24 Précisions

Et, pour mieux marquer la différence des points de vue, Robbe-Grillet ajoute :

Mais, pour nous, en tout cas, nous devons reconnaître honnêtement, clairement, que le combat n’est pas le même ; et que, aujourd’hui comme toujours, il y a un antagonisme direct entre les deux points de vue. Ou bien l’art n’est rien ; et, dans ce cas, peinture, littérature, sculpture, musique, pourront être enrôlées au service de la cause révolutionnaire ; ce ne seront plus que des instruments, comparables aux armées motorisées, aux machines-outils, aux tracteurs agricoles ; seule comptera leur efficacité directe et immédiate. Ou bien l’art continuera d’exister en tant qu’art ; et, dans ce cas, pour l’artiste au moins, il restera la chose la plus importante au monde.
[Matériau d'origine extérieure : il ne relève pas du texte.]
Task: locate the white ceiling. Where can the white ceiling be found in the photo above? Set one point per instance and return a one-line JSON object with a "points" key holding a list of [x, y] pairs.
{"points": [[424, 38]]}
Vis-à-vis de l’action politique, il paraîtra toujours, alors, comme en retrait, inutile, voire franchement réactionnaire.

Trop de telles confusions ont été commises, ces dernières années, au nom du réalisme socialiste. La totale indigence artistique des œuvres qui s’en réclament le plus n’est certes pas l’effet d’un hasard : c’est la notion même d’une œuvre créée pour l’expression d’un contenu social, politique, économique, moral, etc., qui constitue le mensonge. Il nous faut donc maintenant, une fois pour toutes, cesser de prendre au sérieux les accusations de gratuité, cesser de craindre « l’art pour l’art » comme le pire des maux, récuser tout cet appareil terroriste que l’on brandit devant nous sitôt que nous parlons d’autre chose que de la lutte des classes ou de la guerre anti-colonialiste.